Well, she loved Art, of course. She had since Dorsa Brevia at least. Something like her feeling for Nirgal, who was a most beloved nephew or student or godchild or grandchild or child; and Art, therefore, one of her child’s friends. Actually he was a bit older than Nirgal, but still, those two were like brothers. That was the problem. But all these calculations were being progressively thrown off by their increasing longevity. When he was only five percent younger than her, would it matter anymore? When they had gone through thirty years of intense experience together, as they already had, as equals and collaborators, architects of a proclamation, a constitution, and a government; close friends, confidants, helpers, massage partners; did it matter, the different number of years past their youths they were? No it did not. It was obvious, one only had to think about it. And then try to feel it too.

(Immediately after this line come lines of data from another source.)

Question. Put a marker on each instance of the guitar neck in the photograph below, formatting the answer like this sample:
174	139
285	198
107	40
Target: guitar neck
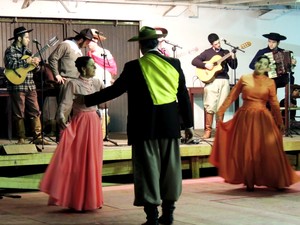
41	50
224	58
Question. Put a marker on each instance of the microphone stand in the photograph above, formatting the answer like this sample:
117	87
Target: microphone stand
106	138
42	64
174	48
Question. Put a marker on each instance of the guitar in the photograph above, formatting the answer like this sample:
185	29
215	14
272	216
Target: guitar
207	76
18	76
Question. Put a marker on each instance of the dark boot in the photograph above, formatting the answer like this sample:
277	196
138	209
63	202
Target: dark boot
37	131
152	214
168	208
20	126
208	125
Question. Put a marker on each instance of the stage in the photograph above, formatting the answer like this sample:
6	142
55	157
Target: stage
204	201
21	167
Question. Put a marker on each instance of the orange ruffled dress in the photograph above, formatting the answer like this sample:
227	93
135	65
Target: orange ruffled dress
248	148
73	178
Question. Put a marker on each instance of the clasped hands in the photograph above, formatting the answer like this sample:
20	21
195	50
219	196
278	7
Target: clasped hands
189	134
33	61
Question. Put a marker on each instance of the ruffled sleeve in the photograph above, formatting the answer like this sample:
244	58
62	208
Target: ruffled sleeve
274	103
233	95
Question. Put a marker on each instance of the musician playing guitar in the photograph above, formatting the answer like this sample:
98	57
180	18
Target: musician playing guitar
23	95
217	89
273	47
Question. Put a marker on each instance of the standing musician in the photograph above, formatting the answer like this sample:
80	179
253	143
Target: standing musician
273	42
217	90
106	71
24	96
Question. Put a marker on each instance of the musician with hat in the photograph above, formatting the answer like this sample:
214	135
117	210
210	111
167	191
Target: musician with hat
157	97
62	61
106	70
19	62
273	47
217	88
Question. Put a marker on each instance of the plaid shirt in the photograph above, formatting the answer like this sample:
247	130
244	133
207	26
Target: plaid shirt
12	60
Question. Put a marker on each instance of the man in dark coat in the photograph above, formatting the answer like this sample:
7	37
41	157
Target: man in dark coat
157	101
273	47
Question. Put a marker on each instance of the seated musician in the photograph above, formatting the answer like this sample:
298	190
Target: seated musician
273	42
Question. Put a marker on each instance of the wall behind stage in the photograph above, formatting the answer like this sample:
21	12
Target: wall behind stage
236	26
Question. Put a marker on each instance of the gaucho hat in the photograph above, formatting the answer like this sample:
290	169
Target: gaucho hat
18	31
147	33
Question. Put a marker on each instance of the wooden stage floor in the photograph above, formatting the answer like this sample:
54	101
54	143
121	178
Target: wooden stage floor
204	201
23	171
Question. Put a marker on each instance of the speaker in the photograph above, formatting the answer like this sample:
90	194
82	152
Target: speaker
18	149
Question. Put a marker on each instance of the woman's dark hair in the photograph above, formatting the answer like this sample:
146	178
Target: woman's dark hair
81	62
263	57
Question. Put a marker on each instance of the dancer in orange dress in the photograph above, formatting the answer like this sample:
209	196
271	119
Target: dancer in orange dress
248	149
73	177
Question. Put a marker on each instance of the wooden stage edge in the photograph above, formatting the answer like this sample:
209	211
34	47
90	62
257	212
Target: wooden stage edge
24	170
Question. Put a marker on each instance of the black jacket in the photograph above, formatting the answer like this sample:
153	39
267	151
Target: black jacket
145	120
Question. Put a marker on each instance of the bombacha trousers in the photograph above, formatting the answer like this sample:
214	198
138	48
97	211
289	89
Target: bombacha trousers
215	94
157	171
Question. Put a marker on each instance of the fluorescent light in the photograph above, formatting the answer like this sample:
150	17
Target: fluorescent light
175	10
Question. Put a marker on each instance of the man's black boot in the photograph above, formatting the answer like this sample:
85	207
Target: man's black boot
152	214
168	208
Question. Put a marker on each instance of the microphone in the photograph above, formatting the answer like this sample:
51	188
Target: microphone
168	42
36	42
99	33
223	39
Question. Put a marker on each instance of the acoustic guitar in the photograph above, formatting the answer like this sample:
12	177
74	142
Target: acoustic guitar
18	76
207	76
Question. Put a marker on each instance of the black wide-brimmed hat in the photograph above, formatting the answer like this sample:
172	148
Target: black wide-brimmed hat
18	31
212	38
275	36
98	35
85	33
147	33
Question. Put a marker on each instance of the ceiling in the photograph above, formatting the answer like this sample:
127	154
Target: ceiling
269	9
247	4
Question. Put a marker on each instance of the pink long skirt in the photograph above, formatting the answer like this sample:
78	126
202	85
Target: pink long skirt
73	177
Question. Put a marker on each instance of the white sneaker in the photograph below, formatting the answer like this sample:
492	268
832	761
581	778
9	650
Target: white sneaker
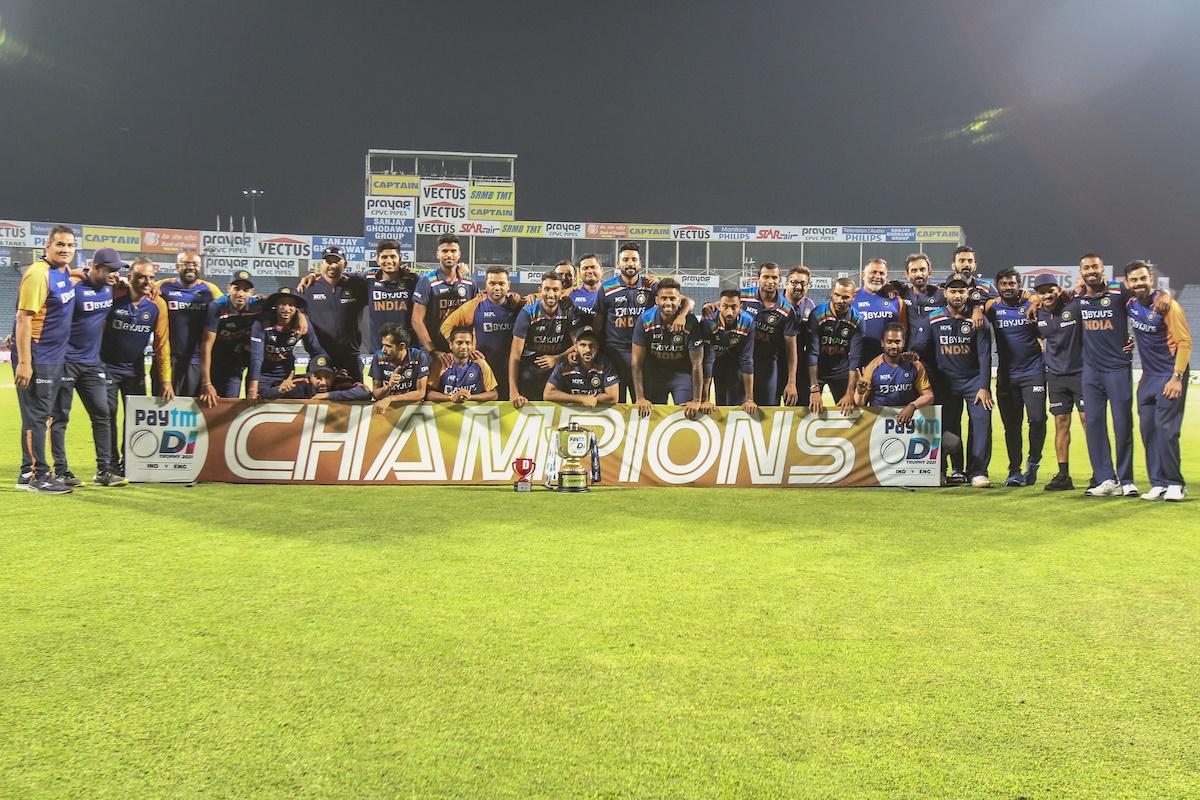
1103	489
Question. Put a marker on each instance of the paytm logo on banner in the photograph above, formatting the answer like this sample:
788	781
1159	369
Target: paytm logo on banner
691	233
227	242
283	246
16	234
391	206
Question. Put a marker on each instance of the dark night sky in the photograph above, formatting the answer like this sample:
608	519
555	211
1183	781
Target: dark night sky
160	113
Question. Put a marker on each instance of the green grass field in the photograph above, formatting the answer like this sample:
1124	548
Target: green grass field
250	641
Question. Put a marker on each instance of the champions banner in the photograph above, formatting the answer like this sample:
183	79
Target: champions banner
295	441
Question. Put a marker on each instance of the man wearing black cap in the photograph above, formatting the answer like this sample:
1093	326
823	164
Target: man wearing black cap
963	354
225	353
273	341
335	302
84	373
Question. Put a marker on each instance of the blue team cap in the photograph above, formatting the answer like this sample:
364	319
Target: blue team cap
108	258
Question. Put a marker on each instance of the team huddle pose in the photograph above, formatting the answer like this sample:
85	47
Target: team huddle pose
583	340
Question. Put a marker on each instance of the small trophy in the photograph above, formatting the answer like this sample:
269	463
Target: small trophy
571	444
523	468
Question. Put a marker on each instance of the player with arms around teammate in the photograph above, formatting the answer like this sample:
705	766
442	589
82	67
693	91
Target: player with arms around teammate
667	362
588	380
45	310
84	373
963	353
187	299
1164	342
729	353
1020	378
225	352
1059	328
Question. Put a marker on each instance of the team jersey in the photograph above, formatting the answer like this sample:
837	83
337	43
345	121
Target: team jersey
835	341
186	308
771	323
585	301
390	301
574	379
49	295
921	305
439	298
474	376
961	350
545	332
91	310
491	323
894	384
273	346
1164	343
876	311
622	306
127	329
732	342
1017	341
232	328
414	367
666	349
1105	328
334	311
1062	338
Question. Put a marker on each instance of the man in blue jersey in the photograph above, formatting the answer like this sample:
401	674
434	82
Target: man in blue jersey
1059	326
775	329
588	380
729	353
876	305
624	298
335	302
437	295
1164	343
963	354
225	352
45	311
543	335
835	334
274	336
187	298
400	372
1020	377
465	379
667	362
84	373
490	314
136	319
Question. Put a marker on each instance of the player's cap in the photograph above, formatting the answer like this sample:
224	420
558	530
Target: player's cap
297	300
321	364
108	258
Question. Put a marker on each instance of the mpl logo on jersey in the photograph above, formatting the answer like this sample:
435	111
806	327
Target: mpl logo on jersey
166	441
226	242
691	233
126	240
16	234
390	206
282	246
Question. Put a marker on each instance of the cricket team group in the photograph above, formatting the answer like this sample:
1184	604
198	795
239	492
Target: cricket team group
904	342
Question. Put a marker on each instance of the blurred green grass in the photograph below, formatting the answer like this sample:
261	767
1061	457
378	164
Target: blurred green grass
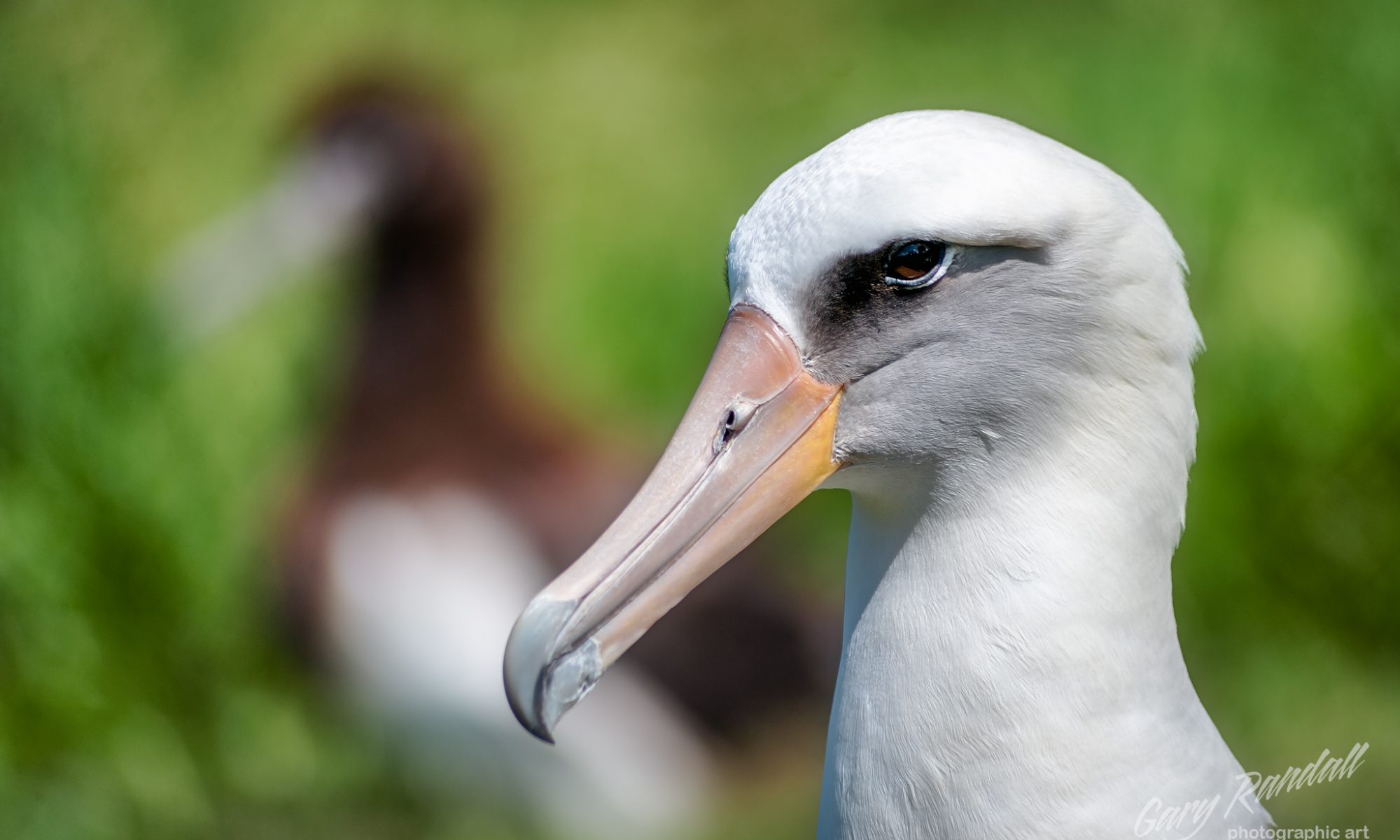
142	694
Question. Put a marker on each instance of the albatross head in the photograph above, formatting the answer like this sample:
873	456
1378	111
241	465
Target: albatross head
925	304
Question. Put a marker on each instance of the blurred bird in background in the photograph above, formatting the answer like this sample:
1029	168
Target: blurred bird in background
443	495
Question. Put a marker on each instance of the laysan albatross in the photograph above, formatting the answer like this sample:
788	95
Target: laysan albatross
983	337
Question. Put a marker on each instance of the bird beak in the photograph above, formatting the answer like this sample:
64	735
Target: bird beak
754	443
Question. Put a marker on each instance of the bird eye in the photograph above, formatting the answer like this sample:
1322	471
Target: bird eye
915	265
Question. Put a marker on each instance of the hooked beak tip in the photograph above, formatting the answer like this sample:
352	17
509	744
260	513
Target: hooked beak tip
542	682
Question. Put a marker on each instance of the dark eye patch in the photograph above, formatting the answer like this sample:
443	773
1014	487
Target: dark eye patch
855	296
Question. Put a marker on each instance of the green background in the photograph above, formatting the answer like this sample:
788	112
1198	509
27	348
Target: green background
142	692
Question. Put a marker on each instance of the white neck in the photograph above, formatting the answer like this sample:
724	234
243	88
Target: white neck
1011	666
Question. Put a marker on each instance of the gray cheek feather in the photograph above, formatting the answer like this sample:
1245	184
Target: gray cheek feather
979	366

They didn’t need her in Cairo anymore, they didn’t need her in Sheffield right that second. Nirgal would be back soon, and he would help to keep Jackie in check; not a fun job, but that was his problem, no one could help him there. It was hard when you fixed all your love on one person. As she had with Arkady, for so many years, even though he had been dead for most of them. It made no sense; but she missed him. And she still got angry at him. He had not even lived long enough to realize how much he had missed. The happy fool. Art was happy too, but he was no fool. Or not much. To Nadia all happy people were a bit foolish by definition, otherwise how could they be so happy? But she liked them anyway, she needed them. They were like her beloved Satchmo’s music; and given the world, and all that it held, that happiness was a very courageous way to live — not a set of circumstances, but a set of attitudes. “Yes, come plumbing with me,” she said to Art, and hugged him hard, hard, as if you could capture happiness by squeezing it hard enough. She pulled back and he was bug-eyed with surprise, as when holding her little finger.